However the people claiming that phrase refers to a mostly completely different set of rules, are ignoring that the phrase appears twice more in Deuteronomy, in 4:13 and 10:4.  Deuteronomy 10:4 defined what that phrase refers to more clearly then any other verse.
"And he wrote on the tables, according to the first writing, the ten commandments, which Yahuah spake unto you in the mount out of the midst of the fire in the day of the assembly: and Yahuah gave them unto me."
That clearly describes the commands given in Exodus 20, Moses is also repeating the wording of how he described that event in Deuteronomy 5:4.

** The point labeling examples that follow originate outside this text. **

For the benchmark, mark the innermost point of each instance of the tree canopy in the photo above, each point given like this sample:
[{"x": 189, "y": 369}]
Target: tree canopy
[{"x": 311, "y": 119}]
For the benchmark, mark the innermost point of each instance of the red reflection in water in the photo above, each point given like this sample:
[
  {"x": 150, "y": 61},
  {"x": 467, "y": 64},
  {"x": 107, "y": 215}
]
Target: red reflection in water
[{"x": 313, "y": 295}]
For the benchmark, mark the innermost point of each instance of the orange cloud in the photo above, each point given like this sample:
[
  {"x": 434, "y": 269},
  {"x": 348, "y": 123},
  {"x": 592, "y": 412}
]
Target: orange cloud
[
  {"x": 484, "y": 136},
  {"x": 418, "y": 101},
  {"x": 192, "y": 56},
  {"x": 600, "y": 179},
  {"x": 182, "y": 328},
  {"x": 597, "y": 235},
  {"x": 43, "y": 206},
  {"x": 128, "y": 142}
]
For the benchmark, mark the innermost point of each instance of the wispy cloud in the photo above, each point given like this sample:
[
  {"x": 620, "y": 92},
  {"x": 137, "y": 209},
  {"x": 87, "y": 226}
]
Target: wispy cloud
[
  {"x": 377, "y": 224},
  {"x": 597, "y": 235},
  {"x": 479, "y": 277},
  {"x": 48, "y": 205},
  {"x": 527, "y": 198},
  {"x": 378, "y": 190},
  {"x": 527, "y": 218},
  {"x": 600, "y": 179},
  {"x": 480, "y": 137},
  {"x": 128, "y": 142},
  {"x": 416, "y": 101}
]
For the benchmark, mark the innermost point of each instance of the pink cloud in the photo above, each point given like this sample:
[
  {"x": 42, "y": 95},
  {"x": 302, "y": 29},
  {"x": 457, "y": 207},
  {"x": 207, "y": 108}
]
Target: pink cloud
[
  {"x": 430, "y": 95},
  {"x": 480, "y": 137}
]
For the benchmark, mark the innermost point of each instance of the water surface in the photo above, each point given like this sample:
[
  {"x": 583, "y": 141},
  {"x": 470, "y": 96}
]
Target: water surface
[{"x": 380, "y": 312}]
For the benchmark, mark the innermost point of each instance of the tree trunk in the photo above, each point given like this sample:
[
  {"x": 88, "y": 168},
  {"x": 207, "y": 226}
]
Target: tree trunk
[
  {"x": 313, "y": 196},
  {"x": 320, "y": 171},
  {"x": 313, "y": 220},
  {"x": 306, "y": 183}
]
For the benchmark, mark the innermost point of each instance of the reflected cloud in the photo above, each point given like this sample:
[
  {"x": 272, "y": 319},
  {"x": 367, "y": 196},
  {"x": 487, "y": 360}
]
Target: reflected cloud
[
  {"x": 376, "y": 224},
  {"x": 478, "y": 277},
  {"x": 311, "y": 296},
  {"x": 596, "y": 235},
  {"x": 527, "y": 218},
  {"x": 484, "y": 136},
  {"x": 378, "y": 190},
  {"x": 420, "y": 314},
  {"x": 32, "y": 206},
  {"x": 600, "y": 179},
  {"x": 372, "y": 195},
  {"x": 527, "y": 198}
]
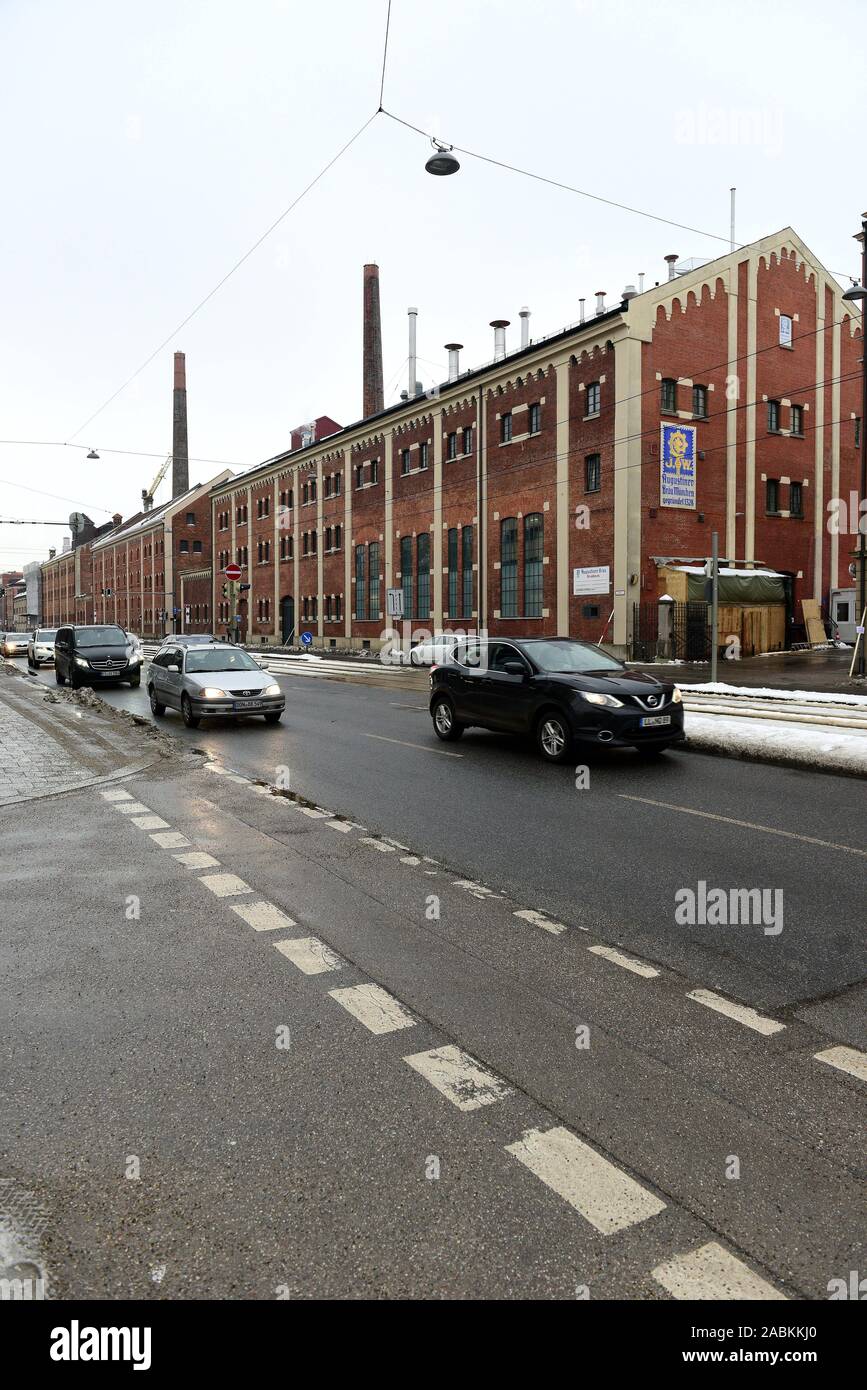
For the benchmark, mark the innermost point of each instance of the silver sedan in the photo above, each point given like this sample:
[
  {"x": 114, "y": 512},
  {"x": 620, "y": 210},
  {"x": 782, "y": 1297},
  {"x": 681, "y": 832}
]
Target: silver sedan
[{"x": 206, "y": 681}]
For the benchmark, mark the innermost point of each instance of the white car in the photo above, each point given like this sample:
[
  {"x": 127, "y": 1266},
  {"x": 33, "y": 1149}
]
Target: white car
[
  {"x": 434, "y": 651},
  {"x": 40, "y": 648},
  {"x": 14, "y": 644}
]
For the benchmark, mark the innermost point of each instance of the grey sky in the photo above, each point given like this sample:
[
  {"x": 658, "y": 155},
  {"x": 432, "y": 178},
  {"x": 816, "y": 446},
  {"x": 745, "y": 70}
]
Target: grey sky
[{"x": 147, "y": 146}]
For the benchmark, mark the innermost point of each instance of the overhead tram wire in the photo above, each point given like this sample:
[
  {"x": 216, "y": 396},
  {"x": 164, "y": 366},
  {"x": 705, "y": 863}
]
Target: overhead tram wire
[{"x": 228, "y": 274}]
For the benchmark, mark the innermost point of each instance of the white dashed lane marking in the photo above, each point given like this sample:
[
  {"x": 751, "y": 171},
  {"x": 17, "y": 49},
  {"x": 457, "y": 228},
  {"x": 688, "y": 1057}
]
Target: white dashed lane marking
[
  {"x": 459, "y": 1077},
  {"x": 538, "y": 919},
  {"x": 197, "y": 859},
  {"x": 709, "y": 1273},
  {"x": 627, "y": 962},
  {"x": 845, "y": 1059},
  {"x": 263, "y": 916},
  {"x": 605, "y": 1196},
  {"x": 739, "y": 1012},
  {"x": 310, "y": 955},
  {"x": 374, "y": 1007},
  {"x": 170, "y": 840},
  {"x": 225, "y": 884},
  {"x": 150, "y": 822}
]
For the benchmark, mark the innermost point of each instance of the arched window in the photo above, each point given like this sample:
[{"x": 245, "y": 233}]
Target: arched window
[
  {"x": 532, "y": 565},
  {"x": 509, "y": 567}
]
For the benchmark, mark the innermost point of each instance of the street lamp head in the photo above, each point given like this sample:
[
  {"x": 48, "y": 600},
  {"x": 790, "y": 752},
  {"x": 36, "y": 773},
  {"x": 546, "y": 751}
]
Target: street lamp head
[{"x": 442, "y": 161}]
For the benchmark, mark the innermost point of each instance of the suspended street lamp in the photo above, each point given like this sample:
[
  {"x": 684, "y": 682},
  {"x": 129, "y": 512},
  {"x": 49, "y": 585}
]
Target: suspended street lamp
[{"x": 442, "y": 161}]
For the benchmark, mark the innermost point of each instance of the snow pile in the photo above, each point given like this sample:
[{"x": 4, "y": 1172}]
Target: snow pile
[
  {"x": 802, "y": 745},
  {"x": 769, "y": 692}
]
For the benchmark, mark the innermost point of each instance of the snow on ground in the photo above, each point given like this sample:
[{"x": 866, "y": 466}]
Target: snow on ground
[
  {"x": 807, "y": 745},
  {"x": 769, "y": 692}
]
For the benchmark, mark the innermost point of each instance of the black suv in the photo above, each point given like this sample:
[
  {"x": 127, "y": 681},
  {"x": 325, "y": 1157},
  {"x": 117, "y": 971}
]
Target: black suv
[
  {"x": 560, "y": 691},
  {"x": 95, "y": 655}
]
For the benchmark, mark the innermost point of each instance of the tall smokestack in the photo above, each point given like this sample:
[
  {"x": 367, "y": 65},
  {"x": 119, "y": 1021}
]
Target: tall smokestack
[
  {"x": 373, "y": 344},
  {"x": 179, "y": 442}
]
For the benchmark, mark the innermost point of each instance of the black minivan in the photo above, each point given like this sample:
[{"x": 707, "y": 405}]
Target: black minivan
[{"x": 95, "y": 655}]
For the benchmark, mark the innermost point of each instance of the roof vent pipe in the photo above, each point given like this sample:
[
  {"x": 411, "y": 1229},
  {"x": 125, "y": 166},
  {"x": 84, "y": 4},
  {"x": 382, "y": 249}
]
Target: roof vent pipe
[
  {"x": 413, "y": 316},
  {"x": 499, "y": 337}
]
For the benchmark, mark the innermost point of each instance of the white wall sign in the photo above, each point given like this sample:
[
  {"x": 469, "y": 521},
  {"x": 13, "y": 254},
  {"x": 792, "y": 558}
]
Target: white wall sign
[{"x": 595, "y": 578}]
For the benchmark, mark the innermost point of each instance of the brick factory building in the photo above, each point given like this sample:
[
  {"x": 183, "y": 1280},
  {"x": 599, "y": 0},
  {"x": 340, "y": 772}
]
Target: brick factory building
[
  {"x": 723, "y": 398},
  {"x": 147, "y": 571}
]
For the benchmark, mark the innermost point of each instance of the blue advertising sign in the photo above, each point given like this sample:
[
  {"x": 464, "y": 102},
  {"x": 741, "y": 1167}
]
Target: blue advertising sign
[{"x": 677, "y": 466}]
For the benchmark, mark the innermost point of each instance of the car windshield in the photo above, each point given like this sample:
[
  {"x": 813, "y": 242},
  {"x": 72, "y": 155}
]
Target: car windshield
[
  {"x": 100, "y": 637},
  {"x": 573, "y": 659},
  {"x": 220, "y": 659}
]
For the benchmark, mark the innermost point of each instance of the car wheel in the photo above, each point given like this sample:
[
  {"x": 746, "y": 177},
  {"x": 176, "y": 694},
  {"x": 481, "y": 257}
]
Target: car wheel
[
  {"x": 445, "y": 723},
  {"x": 186, "y": 710},
  {"x": 553, "y": 738}
]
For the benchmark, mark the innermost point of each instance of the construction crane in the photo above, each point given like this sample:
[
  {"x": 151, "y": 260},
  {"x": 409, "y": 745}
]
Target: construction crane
[{"x": 147, "y": 494}]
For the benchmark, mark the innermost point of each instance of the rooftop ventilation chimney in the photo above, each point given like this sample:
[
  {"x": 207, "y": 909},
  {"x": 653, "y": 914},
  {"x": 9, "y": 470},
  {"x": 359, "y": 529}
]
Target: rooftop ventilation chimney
[
  {"x": 413, "y": 316},
  {"x": 453, "y": 349},
  {"x": 179, "y": 441},
  {"x": 373, "y": 399},
  {"x": 499, "y": 337}
]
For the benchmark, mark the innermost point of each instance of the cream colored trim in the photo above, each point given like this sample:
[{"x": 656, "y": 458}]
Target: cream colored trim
[
  {"x": 819, "y": 432},
  {"x": 562, "y": 495},
  {"x": 348, "y": 535},
  {"x": 731, "y": 420},
  {"x": 436, "y": 548},
  {"x": 835, "y": 423}
]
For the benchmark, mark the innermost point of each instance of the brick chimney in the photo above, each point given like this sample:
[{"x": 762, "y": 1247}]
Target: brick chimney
[
  {"x": 179, "y": 444},
  {"x": 373, "y": 342}
]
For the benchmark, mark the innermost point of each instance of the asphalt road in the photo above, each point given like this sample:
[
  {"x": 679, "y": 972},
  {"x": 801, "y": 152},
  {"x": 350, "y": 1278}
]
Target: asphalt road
[
  {"x": 609, "y": 856},
  {"x": 377, "y": 1066}
]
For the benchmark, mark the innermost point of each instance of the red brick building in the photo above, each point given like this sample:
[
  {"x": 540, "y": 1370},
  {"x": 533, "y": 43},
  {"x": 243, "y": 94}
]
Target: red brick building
[
  {"x": 147, "y": 573},
  {"x": 721, "y": 399}
]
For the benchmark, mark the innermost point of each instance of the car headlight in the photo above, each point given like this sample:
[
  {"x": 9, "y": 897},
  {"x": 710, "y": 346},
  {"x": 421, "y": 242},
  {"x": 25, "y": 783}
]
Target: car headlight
[{"x": 595, "y": 698}]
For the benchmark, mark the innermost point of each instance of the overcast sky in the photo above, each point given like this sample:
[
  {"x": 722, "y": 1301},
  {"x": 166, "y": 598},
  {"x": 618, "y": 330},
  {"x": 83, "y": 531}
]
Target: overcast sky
[{"x": 147, "y": 146}]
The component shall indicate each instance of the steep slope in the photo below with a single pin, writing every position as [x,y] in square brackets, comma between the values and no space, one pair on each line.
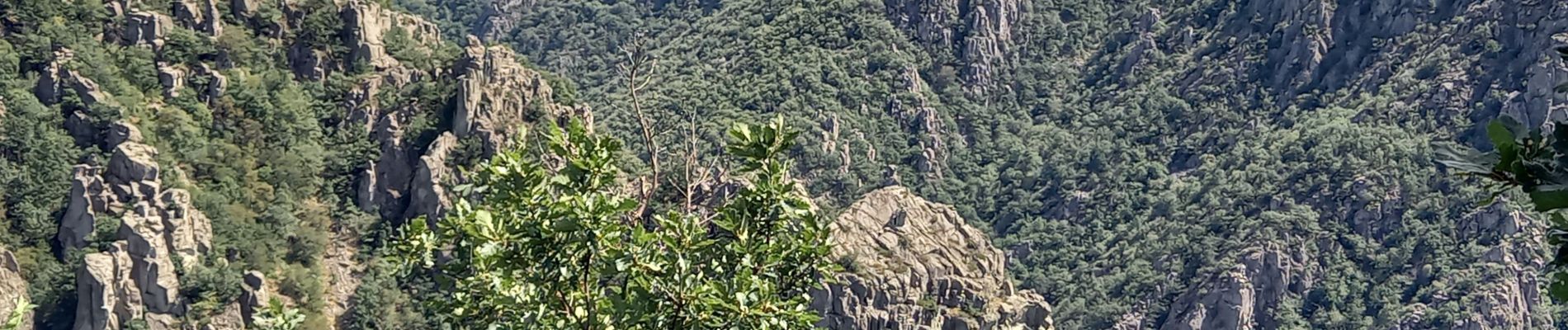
[160,150]
[1145,163]
[916,265]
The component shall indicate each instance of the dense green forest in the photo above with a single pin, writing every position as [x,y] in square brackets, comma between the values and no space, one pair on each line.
[1139,162]
[1126,152]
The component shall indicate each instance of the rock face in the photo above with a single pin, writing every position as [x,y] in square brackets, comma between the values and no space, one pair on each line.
[367,26]
[427,195]
[1242,296]
[12,286]
[146,29]
[1505,298]
[979,33]
[916,265]
[158,230]
[200,15]
[494,91]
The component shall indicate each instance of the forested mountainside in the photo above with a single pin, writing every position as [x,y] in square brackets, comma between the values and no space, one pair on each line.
[1146,165]
[1141,165]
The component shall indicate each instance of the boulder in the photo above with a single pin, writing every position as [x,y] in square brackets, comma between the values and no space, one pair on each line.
[187,230]
[918,265]
[106,295]
[215,83]
[253,296]
[88,200]
[427,196]
[82,129]
[49,87]
[153,268]
[172,78]
[13,286]
[308,63]
[144,29]
[134,163]
[494,91]
[367,26]
[121,132]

Now one article you'll find online (and I agree with their political point about it violating the Establishment Clause to put the Commandments on Government buildings), gives a list of ten different commands, well at least three overlap, saying that's what Exodus 34:28 called 'The Ten Commandments".  This list is arbitrarily taking 10 of the commands given earlier in Exodus 34, as a warning not to make a covenant with the Canaanites, and they aren't even consecutive.  They are, first is verse 14 worded incorrectly, 17, 18, 21, 22, 23, 25 is split into two commands, and then so is 26.  Just reading chapter 34 you would not see that as listing of ten commands.

Perhaps they would simply argue Deuteronomy is contradicting Exodus.  But even on it's own, you have to draw some flimsily conclusions to think Exodus is calling that list of more then 10 instructions the Ten Commandments.

Exodus 34 defines what was written on the second Tablets as the same thing written on the first.